In a world that often moves too fast and demands too much, glimmers remind us that safety, beauty, and peace still exist—even in the smallest of moments. They’re not just nice-to-haves; they’re essential for restoring balance and nurturing your well-being.

So, what’s one glimmer you can notice today?

References

Cherry, K. (2022). What does it mean to be triggered? Verywell Mind.

https://www.verywellmind.com/what-does-it-mean-to-be-triggered-4175432

Dana, D. (2018).

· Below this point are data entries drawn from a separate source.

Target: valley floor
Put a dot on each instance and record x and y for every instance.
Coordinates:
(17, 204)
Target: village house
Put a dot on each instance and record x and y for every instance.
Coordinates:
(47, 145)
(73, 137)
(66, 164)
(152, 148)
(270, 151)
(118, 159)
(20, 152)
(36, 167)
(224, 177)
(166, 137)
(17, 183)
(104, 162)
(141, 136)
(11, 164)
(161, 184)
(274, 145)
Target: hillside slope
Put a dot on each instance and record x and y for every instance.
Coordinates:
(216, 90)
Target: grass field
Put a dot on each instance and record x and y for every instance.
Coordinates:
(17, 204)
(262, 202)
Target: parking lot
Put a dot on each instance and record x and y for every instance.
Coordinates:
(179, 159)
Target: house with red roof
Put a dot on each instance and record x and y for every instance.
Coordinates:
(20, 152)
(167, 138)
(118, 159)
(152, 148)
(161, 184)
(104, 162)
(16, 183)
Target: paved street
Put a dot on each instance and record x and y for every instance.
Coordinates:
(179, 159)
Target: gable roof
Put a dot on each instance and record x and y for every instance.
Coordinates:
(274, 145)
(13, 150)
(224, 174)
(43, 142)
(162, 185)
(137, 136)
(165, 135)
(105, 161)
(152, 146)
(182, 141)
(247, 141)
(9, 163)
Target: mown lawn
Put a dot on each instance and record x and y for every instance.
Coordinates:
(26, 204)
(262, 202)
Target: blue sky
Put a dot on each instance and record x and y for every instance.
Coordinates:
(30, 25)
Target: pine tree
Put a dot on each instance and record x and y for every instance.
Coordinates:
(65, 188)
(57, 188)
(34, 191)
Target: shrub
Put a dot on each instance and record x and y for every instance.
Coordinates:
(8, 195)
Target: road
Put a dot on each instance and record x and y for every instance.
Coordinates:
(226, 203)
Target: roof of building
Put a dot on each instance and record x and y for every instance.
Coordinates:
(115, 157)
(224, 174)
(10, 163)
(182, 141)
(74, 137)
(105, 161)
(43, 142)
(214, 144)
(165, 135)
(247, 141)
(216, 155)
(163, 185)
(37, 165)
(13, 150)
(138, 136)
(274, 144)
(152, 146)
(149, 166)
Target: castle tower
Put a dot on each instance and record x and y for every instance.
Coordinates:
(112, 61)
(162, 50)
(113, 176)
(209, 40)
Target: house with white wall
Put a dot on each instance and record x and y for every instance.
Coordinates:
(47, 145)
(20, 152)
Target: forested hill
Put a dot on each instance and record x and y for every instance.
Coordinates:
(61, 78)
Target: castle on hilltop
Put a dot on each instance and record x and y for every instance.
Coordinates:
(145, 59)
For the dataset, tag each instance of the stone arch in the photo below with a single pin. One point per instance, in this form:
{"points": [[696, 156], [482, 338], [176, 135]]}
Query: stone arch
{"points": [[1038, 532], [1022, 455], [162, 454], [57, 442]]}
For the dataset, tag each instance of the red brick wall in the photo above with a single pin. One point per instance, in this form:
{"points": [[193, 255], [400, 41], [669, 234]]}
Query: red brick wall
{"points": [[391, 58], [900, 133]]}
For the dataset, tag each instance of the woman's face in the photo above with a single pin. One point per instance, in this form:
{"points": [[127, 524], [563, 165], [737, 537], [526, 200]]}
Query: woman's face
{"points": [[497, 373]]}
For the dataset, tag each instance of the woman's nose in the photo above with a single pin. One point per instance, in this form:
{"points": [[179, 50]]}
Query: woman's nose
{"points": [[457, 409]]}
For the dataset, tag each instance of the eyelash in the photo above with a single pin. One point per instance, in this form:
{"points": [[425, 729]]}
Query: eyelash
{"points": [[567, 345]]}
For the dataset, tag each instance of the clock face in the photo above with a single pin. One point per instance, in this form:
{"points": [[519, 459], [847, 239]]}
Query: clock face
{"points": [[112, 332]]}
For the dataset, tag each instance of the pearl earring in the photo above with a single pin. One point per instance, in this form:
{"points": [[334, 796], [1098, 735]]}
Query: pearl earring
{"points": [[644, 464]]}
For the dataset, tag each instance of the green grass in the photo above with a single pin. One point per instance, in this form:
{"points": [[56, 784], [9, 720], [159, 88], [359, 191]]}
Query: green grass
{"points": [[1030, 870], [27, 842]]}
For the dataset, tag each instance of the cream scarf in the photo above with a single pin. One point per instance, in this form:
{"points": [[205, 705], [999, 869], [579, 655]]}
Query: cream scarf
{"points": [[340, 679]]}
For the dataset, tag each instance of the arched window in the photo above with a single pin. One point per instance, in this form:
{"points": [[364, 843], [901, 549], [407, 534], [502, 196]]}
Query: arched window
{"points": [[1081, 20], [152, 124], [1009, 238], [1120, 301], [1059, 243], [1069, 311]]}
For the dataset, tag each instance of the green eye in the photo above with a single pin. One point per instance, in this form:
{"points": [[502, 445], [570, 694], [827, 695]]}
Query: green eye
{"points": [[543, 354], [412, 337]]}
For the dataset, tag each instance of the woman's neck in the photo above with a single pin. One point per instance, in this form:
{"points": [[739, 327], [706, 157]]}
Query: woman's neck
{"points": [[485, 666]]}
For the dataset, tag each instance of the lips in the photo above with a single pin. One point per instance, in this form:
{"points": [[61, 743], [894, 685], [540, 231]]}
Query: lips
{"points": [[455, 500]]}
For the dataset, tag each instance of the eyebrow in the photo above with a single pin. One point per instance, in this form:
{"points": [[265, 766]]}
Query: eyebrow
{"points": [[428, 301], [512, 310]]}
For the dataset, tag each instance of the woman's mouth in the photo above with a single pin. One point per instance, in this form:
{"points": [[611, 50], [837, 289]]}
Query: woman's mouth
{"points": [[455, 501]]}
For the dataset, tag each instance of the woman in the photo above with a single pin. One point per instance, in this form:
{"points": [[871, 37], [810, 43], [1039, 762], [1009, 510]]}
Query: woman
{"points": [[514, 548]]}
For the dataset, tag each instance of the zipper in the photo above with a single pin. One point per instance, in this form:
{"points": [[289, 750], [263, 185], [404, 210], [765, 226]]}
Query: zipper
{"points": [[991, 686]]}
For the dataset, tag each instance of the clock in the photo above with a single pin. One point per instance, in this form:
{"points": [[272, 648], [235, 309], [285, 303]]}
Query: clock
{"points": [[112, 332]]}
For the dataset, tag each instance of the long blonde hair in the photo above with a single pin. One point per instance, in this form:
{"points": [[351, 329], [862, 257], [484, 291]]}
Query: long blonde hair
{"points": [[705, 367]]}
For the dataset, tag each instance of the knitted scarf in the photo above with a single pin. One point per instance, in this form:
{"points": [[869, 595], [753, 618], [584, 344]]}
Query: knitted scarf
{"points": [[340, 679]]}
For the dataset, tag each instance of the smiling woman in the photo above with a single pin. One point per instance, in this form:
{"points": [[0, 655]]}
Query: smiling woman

The Polyvagal Theory in Therapy: Engaging the Rhythm of Regulation. W. W. Norton &

Company.

Porges, S. W. (2007). The polyvagal perspective. Biological Psychology, 74(2), 116–143.

https://doi.org/10.1016/j.biopsycho.2006.06.009

Porges, S. W. (2011). The Polyvagal Theory: Neurophysiological Foundations of Emotions, Attachment,

Communication, and Self-Regulation. W. W. Norton &Company.

Siegel, D. J. (2010). Mindsight: The New Science of Personal Transformation. BantamBooks.

VanBeek, M., & Grady, S. M. (2022). Individual differences in emotional reactivity to triggers:

Exploring the role of personality traits. Personality and Individual Differences, 184, 111204.